Iran will Hormuz
Drohung gegen USA und Israel
(02.07.2026) Die Lage im Nahen Osten bleibt angespannt: Während der Iran seine Kontrolle über die strategisch wichtige Straße von Hormus erneut bekräftigt und Schiffen mit Konsequenzen bei Missachtung droht, gibt es gleichzeitig vorsichtige Fortschritte in den indirekten Verhandlungen mit den USA. Vermittler aus Katar sprechen von "positiven Fortschritten". Die Gespräche sollen nach den Trauerfeierlichkeiten für den getöteten iranischen Staatschef Ali Khamenei fortgesetzt werden.
Iran beansprucht Kontrolle über wichtige Handelsroute
Die iranischen Streitkräfte erklärten am Donnerstag, dass sämtliche Öl- und Handelsschiffe ausschließlich die vom Iran vorgegebenen Routen durch die Straße von Hormus nutzen müssten.
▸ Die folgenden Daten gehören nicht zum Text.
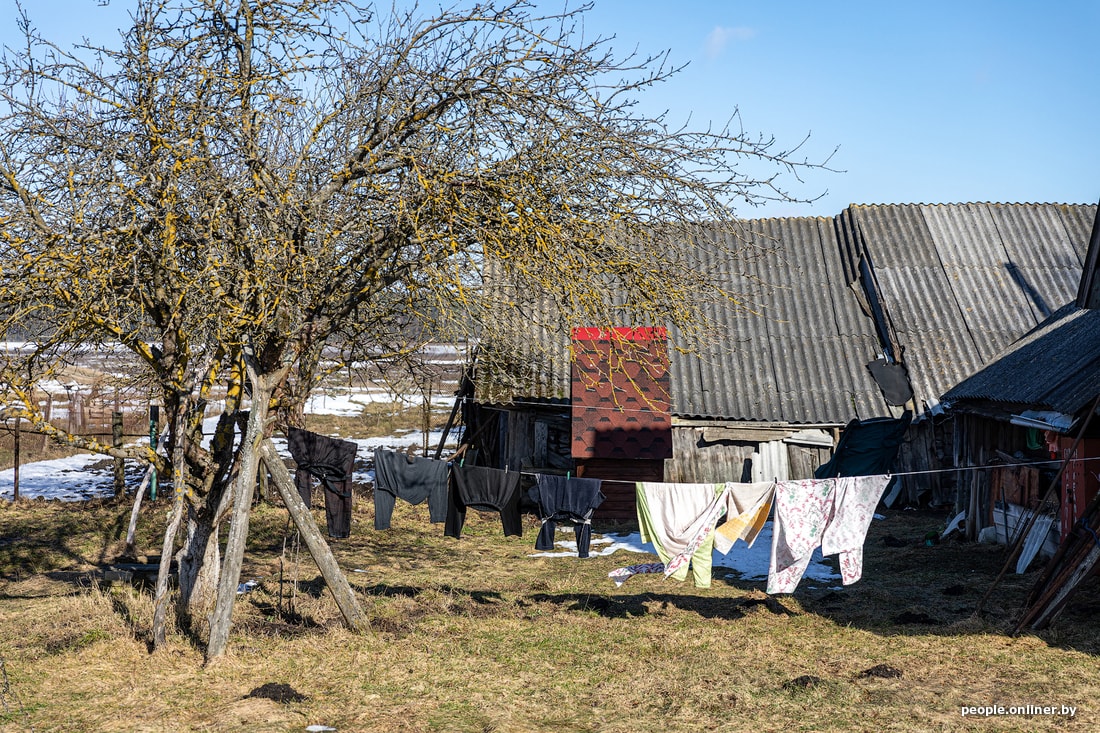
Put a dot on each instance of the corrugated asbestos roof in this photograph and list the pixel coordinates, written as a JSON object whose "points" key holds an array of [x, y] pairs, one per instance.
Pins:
{"points": [[1056, 367], [961, 282], [958, 283], [794, 352]]}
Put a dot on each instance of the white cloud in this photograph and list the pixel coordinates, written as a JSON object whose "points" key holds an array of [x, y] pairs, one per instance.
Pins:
{"points": [[721, 36]]}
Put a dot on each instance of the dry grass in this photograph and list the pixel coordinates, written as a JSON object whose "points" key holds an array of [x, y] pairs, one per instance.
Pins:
{"points": [[475, 635]]}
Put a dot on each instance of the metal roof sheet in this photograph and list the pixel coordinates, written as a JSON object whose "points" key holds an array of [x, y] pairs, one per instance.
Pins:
{"points": [[958, 284], [1056, 367], [961, 282], [794, 351]]}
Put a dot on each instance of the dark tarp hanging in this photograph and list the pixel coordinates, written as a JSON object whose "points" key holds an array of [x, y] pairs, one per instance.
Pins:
{"points": [[867, 447]]}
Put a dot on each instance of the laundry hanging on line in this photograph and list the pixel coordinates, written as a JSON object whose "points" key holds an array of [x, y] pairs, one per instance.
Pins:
{"points": [[400, 476], [486, 489], [331, 461], [565, 499]]}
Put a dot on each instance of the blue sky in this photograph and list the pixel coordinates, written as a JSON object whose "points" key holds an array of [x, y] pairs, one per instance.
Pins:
{"points": [[926, 102]]}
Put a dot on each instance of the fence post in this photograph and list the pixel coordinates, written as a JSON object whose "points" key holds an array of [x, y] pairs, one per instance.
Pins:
{"points": [[14, 493], [120, 472], [154, 416]]}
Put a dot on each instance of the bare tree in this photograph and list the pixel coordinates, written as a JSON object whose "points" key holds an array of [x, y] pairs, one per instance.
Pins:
{"points": [[238, 186]]}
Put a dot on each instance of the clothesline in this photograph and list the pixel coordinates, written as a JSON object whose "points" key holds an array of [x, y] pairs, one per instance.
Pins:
{"points": [[947, 470]]}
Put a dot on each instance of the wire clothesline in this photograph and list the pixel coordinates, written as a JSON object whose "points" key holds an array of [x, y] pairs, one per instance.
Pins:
{"points": [[947, 470]]}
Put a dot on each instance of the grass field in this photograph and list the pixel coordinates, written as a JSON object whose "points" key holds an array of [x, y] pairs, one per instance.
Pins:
{"points": [[475, 635]]}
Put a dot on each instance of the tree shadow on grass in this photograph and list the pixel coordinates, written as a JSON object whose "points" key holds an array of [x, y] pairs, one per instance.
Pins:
{"points": [[640, 604]]}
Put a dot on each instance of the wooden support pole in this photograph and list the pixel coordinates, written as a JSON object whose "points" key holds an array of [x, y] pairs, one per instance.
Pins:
{"points": [[14, 494], [322, 554], [120, 472]]}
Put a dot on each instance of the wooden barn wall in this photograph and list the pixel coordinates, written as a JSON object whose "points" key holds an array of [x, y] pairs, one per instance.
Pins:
{"points": [[697, 459], [976, 445], [925, 455]]}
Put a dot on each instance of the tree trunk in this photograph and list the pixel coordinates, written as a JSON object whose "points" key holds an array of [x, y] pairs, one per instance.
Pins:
{"points": [[199, 565], [179, 484], [244, 485], [322, 555]]}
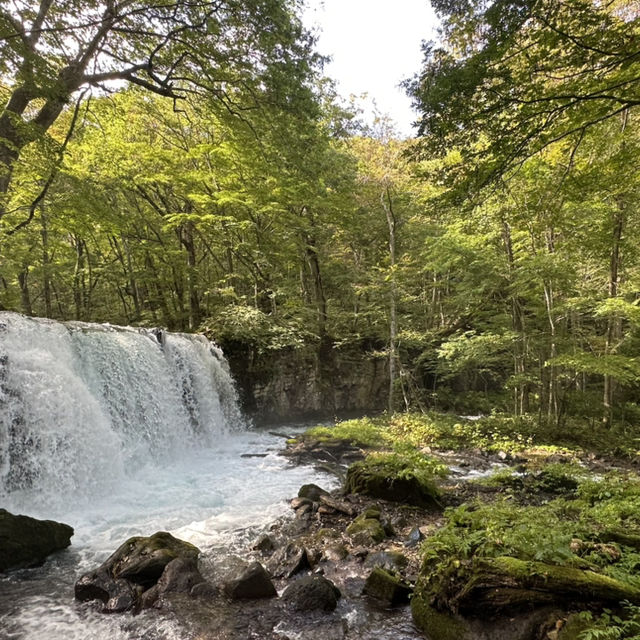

Wer diese Anweisung missachte, müsse mit einer "unverzüglichen und entschlossenen Reaktion" rechnen.
Die Straße von Hormus zählt zu den wichtigsten Seewegen der Welt. Ein erheblicher Teil des globalen Öl-, Flüssiggas- und Düngemittelhandels wird über die Meerenge zwischen dem Persischen Golf und dem Golf von Oman abgewickelt. Bereits während des jüngsten Krieges zwischen dem Iran sowie den USA und Israel war der Schiffsverkehr dort zeitweise nahezu vollständig zum Erliegen gekommen.
Streitpunkt trotz Rahmenabkommen
Eigentlich hatten sich Washington und Teheran vor knapp drei Wochen auf ein Rahmenabkommen verständigt. Ein zentrales Ziel war die Wiederöffnung der Handelsroute und die freie Durchfahrt für internationale Schiffe.
Genau darüber herrscht jedoch weiterhin Uneinigkeit. Die USA verlangen eine uneingeschränkte Passage ohne Gebühren oder iranische Vorgaben. Teheran hingegen pocht auf seine Kontrolle über die Route und beharrt darauf, den Schiffsverkehr selbst zu regeln. Experten sehen darin derzeit den größten Streitpunkt der laufenden Verhandlungen.
Trotz der Spannungen gibt es diplomatische Signale der Entspannung. In Doha fanden am Mittwoch indirekte Gespräche zwischen Vertretern der USA und des Iran statt. Vermittelt wurden sie von Katar und Pakistan.
Nach Angaben des katarischen Außenministeriums wurden dabei "positive Fortschritte" erzielt. Beide Seiten hätten sich darauf verständigt, die Verhandlungen nach den Trauerfeierlichkeiten für Ali Khamenei so rasch wie möglich fortzusetzen. Direkt verhandeln Washington und Teheran weiterhin nicht miteinander.
Trauerfeiern bremsen Friedensprozess
Die Gespräche werden nun zunächst unterbrochen. Grund dafür sind die mehrtägigen Trauerfeierlichkeiten für das im Krieg getötete frühere iranische Staatsoberhaupt Ayatollah Ali Khamenei.
Die Zeremonien beginnen am Wochenende in Teheran und Qom. Das Begräbnis ist für den 9. Juli in seiner Geburtsstadt Maschhad geplant. Zu den Feierlichkeiten werden zahlreiche hochrangige Vertreter aus dem Ausland erwartet. Nach Angaben der iranischen Behörden könnten allein in Teheran bis zu 20 Millionen Menschen an den Trauerveranstaltungen teilnehmen.
Iran warnt USA und Israel
Parallel dazu verschärft Teheran den Ton gegenüber den USA und Israel. Die iranischen Streitkräfte warnten vor möglichen Angriffen während der Trauerfeierlichkeiten und kündigten eine "harte Reaktion" auf jede Bedrohung an.
Bereits zuvor hatte der iranische Außenminister Abbas Araqchi erklärt, der Iran werde jede Gefährdung seiner Bevölkerung oder politischen Führung sofort beantworten. Hintergrund sind unter anderem Aussagen des israelischen Verteidigungsministers Israel Katz, wonach auch Ali Khameneis Nachfolger Mojtaba Khamenei als mögliches Angriffsziel betrachtet werde.